The frequency of SMBG values <3.9 mmol/l was not statistically different between the Sensor On and Sensor Off arms; however, significantly fewer SMBGs were performed during the Sensor On arm. The rate of severe hypoglycaemia was very low and did not significantly differ between the Sensor On and Sensor Off arms, however, this study excluded participants with a known history of severe hypoglycaemia. Similarly, the rates of severe hypoglycaemia were low in the JDRF and STAR3 trials [10
], and did not differ between study groups. None of these trials was powered to detect differences in severe hypoglycaemia.

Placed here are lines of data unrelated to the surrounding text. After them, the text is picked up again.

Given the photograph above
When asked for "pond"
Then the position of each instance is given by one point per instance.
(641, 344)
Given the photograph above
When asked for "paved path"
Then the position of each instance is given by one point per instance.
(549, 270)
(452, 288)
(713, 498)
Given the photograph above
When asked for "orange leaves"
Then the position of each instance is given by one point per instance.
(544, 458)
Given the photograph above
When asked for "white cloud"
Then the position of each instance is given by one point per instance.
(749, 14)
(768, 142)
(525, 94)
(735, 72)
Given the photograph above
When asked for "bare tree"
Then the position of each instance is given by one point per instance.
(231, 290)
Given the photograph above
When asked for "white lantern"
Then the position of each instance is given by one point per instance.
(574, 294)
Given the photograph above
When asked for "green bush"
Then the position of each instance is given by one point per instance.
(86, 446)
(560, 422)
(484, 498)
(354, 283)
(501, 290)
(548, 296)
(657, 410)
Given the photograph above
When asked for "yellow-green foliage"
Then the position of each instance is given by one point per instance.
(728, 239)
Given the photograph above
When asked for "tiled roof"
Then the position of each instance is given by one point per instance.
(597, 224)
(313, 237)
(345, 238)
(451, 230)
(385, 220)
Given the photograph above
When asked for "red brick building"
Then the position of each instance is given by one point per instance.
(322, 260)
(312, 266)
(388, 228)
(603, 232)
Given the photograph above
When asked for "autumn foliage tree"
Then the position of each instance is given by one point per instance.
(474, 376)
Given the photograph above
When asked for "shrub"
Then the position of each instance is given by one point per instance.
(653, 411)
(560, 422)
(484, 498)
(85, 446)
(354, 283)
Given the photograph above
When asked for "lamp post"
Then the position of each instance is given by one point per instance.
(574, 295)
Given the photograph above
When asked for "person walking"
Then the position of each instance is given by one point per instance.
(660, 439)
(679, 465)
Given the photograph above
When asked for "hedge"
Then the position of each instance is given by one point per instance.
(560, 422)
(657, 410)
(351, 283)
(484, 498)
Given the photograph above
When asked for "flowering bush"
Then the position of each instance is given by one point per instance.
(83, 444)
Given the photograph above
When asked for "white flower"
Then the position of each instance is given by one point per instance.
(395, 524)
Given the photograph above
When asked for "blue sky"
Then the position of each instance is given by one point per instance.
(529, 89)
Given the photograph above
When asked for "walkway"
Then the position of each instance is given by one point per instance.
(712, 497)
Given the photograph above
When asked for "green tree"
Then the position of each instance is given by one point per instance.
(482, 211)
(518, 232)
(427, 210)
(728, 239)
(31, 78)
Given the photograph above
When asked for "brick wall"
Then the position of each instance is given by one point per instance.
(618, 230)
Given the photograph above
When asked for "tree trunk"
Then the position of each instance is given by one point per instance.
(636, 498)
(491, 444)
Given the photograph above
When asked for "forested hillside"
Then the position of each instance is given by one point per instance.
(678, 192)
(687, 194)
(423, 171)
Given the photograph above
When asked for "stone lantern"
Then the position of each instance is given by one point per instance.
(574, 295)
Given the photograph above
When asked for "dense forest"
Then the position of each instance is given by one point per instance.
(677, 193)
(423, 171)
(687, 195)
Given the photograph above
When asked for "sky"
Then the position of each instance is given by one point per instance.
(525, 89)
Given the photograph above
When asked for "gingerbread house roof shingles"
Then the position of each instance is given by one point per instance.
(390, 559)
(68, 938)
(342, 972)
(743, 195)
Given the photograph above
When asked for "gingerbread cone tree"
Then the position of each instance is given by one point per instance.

Potential limitations apply to this study, which may affect the generalisability of our findings. The small study effect observed during the run-in period could have persisted into the treatment periods. No common protocol was used for adjusting the therapy based on CGM or SMBG during the study, which could have lessened the effect of sensor use. However, a recent study did not show a metabolic benefit of a physician-led structured use of CGM over patient-led use [19
]. In addition, all participants had pre-existing knowledge of diabetes management. The definition of hypoglycaemia as <3.9 mmol/l was conservative. Finally, the decrease in HbA1c
in the Sensor On arm did not plateau after 6 months, as observed in other trials [7
]. Therefore, HbA1c
levels may have continued to decrease following longer treatment. By its nature, the study precluded blinding. The addition of CGM to established CSII has cost implications, and analyses are being conducted to assess the health economic impact on medical resource utilisation and direct costs.
In conclusion, in both paediatric and adult participants with type 1 diabetes using CSII therapy alone, the addition of CGM resulted in an improvement in HbA1c with a concomitant decrease in time spent in hypoglycaemia. More frequent self-adjustments of insulin therapy with SAP may have contributed to these effects. The removal of CGM resulted in a loss of metabolic benefit.